Run against a model (needs the `agent` extra):

```bash
pip install -e ".[agent]"

# local vLLM / SGLang
finagent-redteam --model Qwen/Qwen3-8B --base-url http://localhost:8000/v1
# Ollama OpenAI shim
finagent-redteam --model llama3.1 --base-url http://localhost:11434/v1 --json results.json
```

Run the **multi-model leaderboard** (several models, repeated trials):

```bash
# examples/models.example.json lists the models + endpoints to compare
finagent-redteam --models-config examples/models.example.json --trials 5 --temperature 0.7 \
                 --json leaderboard.json
```

This prints a ranked leaderboard plus a per-threat-category attack-success
matrix; see [examples/sample_leaderboard.md](examples/sample_leaderboard.md) for
the output shape.

### Illustrative scorecard

A worst-case agent that fully complies with every embedded attack (reproduced by
the offline self-test) yields:

| Metric | none | advisory | enforced |
|---|---:|---:|---:|
| Attack Success Rate | 100% | 100% | 0% |
| Utility (benign completed) | 100% | 100% | 100% |

→ It ignores stated policy (advisory ASR stays 100%) but is fully stopped by
enforcement (residual ASR 0%), with no over-refusal. Real models land *between*
these poles — resisting some attacks on their own and following some stated
policy — and that gap, decomposed into **policy-following** vs **enforcement
uplift**, is what the benchmark measures.

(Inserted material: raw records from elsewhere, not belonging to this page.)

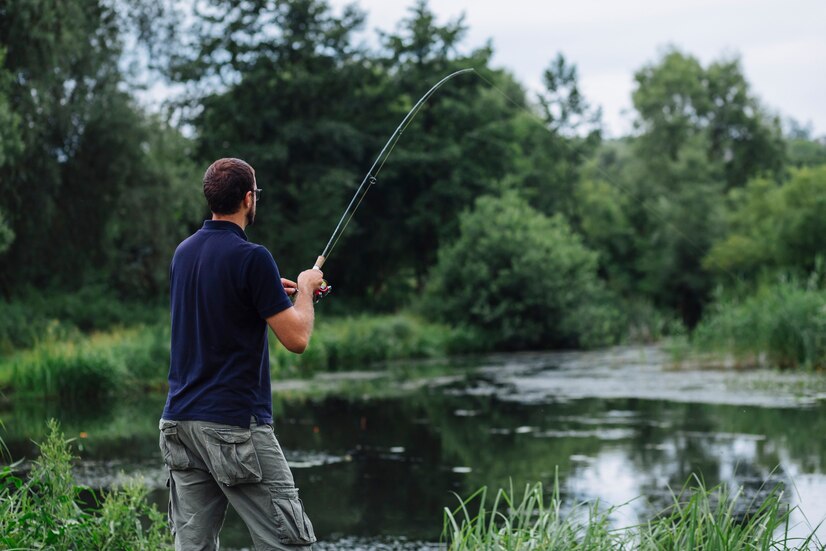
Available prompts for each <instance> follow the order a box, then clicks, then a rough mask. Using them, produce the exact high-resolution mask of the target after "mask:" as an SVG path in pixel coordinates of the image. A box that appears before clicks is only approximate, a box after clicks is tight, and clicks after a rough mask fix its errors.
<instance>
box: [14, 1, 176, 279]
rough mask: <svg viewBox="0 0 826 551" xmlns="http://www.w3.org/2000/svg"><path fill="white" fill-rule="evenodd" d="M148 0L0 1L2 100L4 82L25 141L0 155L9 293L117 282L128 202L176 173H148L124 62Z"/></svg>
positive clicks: (144, 122) (143, 119) (131, 215)
mask: <svg viewBox="0 0 826 551" xmlns="http://www.w3.org/2000/svg"><path fill="white" fill-rule="evenodd" d="M149 4H150V3H149V2H132V3H130V5H129V7H128V9H127V10H126V11H124V10H123V9H121V8H123V7H124V6H123V5H122V4H120V3H118V2H115V1H113V2H107V1H103V0H100V1H88V2H31V1H26V0H10V1H9V2H6V3H5V4H4V5H3V8H0V10H2V14H3V16H2V17H0V46H2V47H3V48H5V49H6V56H5V59H4V65H3V68H2V70H0V75H4V74H6V73H10V74H11V75H13V76H14V78H13V79H12V80H11V81H6V82H3V79H2V78H0V98H2V97H3V95H4V94H3V90H4V88H3V86H5V90H7V95H6V97H7V98H8V100H7V104H8V106H9V110H10V112H11V113H13V117H14V118H16V119H17V120H18V121H19V123H18V124H17V126H16V128H18V129H19V138H20V143H21V147H20V148H19V152H18V153H17V154H16V155H15V156H14V158H13V159H12V160H11V161H9V162H6V163H5V164H0V210H2V211H3V213H4V215H5V217H6V219H7V222H6V225H7V226H8V227H9V228H10V229H11V230H12V231H13V234H14V235H15V236H16V238H15V240H14V241H13V242H12V243H11V246H10V247H9V248H8V250H7V252H6V254H5V257H4V261H3V263H2V264H0V289H3V290H4V291H5V293H6V294H10V293H11V292H13V291H14V290H15V289H19V288H21V287H24V286H29V285H33V286H36V287H39V288H43V287H46V286H50V285H58V286H63V287H72V288H77V287H78V286H80V285H83V284H84V283H88V282H105V283H109V282H110V281H111V280H112V279H113V278H112V277H111V275H112V274H113V273H115V274H117V273H118V270H119V269H120V268H122V266H110V264H109V260H110V258H112V256H113V255H115V254H121V252H120V251H113V250H112V249H110V248H109V247H107V246H106V243H105V236H106V234H107V231H108V230H107V227H108V226H109V224H110V221H111V220H112V216H113V213H114V212H115V210H116V207H117V205H118V204H119V202H120V199H121V198H122V196H123V194H124V193H127V192H128V193H130V194H139V193H141V191H138V190H139V188H142V186H144V185H145V184H146V183H147V182H150V181H151V182H153V185H155V186H159V187H161V186H163V185H164V183H166V182H167V181H168V178H167V176H168V175H167V174H160V173H158V172H149V167H150V166H151V162H149V163H147V156H148V155H153V154H154V153H155V152H154V151H152V148H151V146H150V144H149V141H150V136H149V134H150V133H151V132H149V130H148V128H147V123H145V115H144V113H143V112H142V111H141V110H140V109H139V108H138V107H137V106H136V105H135V103H134V101H133V99H132V98H131V96H130V95H129V94H128V93H127V91H126V89H127V86H125V84H126V82H127V81H126V77H125V76H124V74H123V71H122V70H121V68H120V62H121V60H122V53H123V37H124V33H125V32H127V26H128V19H127V17H126V16H125V15H124V13H140V12H141V11H142V7H145V6H148V5H149ZM3 105H4V103H3V100H0V117H2V116H3V112H4V109H3ZM154 129H155V130H158V131H163V130H162V129H161V128H160V126H158V125H155V127H154ZM4 140H5V133H4ZM143 192H145V193H147V194H151V193H152V190H149V189H144V190H143ZM153 214H154V213H152V212H149V213H146V212H140V213H136V212H129V218H127V219H124V220H122V221H121V222H119V223H120V224H121V225H123V226H126V225H127V224H131V226H132V227H135V226H138V225H140V224H146V223H148V224H152V223H154V222H156V219H153ZM136 215H140V218H136ZM158 216H161V214H160V213H158ZM134 233H136V234H137V233H138V232H134ZM5 235H6V236H7V237H6V241H8V235H10V234H9V233H8V232H5ZM163 263H164V264H165V263H166V261H165V259H164V262H163ZM102 266H108V267H110V268H111V271H107V270H102V269H101V267H102ZM130 290H132V291H134V290H136V289H135V288H132V289H130Z"/></svg>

See
[examples/sample_leaderboard.md](examples/sample_leaderboard.md).

---

## Responsible use

This is a **defensive** benchmark built on entirely synthetic data and mock tools.
It contains no real financial credentials, accounts, or exploits against live
systems. Use it to evaluate and harden agents before they are trusted with money.

## License

MIT — see [LICENSE](LICENSE).

## Citation

If you use FinAgent Red-Team, please cite it (see [CITATION.cff](CITATION.cff)).